If you’ll step back in time with us for a moment you might remember that we covered last year’s Wild Beer & Game dinner. It was definitely a standout moment for me and some of the best pairing beer and food pairing I’ve had. See all our photos and recap of that here.
So you’re not going to want to miss out on this event. Seats are very limited and will likely sell out very quickly. Tickets are $90 plus tip. (***Just heard they sold out immediately! Better get on the waitlist!) The event is set for Sunday Feb. 24th at 8pm. Visit Trinity or call at 719.634.0029.
Here’s a look at the menu:
New Belgium & TRiNiTY Berliner Wiesse Collaboration, with Amuse Bouche.

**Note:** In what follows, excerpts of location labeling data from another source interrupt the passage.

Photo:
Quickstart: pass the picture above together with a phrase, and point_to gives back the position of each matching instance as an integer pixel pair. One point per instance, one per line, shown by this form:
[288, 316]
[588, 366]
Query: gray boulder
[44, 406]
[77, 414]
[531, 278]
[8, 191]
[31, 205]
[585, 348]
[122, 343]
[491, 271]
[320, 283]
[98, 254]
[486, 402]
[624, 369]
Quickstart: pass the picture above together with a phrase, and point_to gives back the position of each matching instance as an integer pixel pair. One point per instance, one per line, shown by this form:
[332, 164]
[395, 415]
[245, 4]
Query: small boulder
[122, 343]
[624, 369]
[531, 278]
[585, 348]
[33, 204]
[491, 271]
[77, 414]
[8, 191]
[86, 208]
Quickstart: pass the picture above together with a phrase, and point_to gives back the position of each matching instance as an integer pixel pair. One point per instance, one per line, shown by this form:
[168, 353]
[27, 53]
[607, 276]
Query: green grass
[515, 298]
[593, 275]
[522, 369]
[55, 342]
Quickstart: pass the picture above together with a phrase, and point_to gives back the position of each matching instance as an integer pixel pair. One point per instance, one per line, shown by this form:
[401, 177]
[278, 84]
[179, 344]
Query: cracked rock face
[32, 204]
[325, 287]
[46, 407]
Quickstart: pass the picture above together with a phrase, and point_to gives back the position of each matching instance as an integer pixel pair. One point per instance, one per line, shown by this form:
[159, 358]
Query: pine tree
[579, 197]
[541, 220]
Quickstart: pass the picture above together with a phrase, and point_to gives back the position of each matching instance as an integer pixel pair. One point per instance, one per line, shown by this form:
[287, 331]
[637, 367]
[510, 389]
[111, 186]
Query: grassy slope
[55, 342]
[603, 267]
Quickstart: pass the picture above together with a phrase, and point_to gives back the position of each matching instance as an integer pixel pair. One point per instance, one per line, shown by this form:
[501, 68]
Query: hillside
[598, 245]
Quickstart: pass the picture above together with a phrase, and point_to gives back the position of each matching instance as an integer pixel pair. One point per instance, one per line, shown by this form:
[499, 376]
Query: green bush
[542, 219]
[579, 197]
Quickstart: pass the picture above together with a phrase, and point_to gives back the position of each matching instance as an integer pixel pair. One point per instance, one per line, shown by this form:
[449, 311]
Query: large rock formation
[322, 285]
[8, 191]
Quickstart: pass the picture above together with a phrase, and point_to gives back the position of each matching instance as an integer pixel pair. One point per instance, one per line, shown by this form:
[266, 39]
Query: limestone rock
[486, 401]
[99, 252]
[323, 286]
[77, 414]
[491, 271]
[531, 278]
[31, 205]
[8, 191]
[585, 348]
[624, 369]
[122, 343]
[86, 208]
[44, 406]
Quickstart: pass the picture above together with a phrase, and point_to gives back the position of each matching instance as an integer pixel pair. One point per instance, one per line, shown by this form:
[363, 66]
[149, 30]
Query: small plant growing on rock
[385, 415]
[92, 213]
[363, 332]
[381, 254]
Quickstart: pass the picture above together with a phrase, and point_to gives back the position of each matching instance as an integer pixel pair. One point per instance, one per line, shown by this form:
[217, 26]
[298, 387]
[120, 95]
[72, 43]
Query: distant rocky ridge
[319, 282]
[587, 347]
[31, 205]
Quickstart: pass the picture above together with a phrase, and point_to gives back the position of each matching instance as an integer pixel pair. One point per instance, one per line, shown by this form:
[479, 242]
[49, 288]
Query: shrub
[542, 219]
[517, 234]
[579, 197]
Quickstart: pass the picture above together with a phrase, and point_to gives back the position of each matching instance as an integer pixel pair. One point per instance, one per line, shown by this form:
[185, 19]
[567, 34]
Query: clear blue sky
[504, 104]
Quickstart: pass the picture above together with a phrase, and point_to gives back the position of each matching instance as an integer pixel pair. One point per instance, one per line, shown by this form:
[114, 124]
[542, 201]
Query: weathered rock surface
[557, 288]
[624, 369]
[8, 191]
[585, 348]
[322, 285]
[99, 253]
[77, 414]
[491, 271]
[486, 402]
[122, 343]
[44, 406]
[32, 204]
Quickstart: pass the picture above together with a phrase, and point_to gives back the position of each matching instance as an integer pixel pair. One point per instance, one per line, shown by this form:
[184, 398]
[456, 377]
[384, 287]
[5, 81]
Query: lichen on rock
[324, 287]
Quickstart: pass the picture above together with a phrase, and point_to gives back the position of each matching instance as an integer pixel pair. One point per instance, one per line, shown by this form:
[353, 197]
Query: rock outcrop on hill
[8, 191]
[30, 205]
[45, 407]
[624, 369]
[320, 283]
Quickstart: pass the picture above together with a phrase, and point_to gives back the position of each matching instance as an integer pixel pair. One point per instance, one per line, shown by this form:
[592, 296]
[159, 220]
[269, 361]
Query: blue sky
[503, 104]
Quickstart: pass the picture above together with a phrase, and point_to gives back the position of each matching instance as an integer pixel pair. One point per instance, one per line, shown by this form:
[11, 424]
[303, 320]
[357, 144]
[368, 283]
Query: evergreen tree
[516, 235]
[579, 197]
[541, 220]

Cantaloupe and Locally Raised Wild Goat Buffalo Cheese on an Endive Leaf.
Biere de Mars alongside appetizer.
Colorado Micro Celery wrapped in a Thick Cut Wild Boar Prosciutto Cigar.
Red Swingline, IPA Primitif and salad.
Fried Kale topped with Roasted Red Peppers, Red Onions, Supremed Tangerines finished with a Marinated and Lightly Seared Ahi Tuna in a Miso Drizzle.
Heavenly Feijoa Tripel paired with our Entree.
Wild Gulf Shrimp Sauteed in a White Wine Lemon Butter then topped with a Garlic Beurre Monte Sauce over a Local Rice Pilaf.
Damn, it Feels Good to be a Gangsta, Obscur Noir and the Main Course.
Pan Seared Crusted Pheasant served with Caramelized Buttered Carrots in a Grains of Paradise Seasoning.
Transatlantique Kriek accompanying Dessert.
Local Glacier Vanilla Ice Cream with a Wild Grain Cinnamon Brugge Waffle and a Dark Chocolate Pappy Legba Drizzle topped with a Sprig of candied Mint.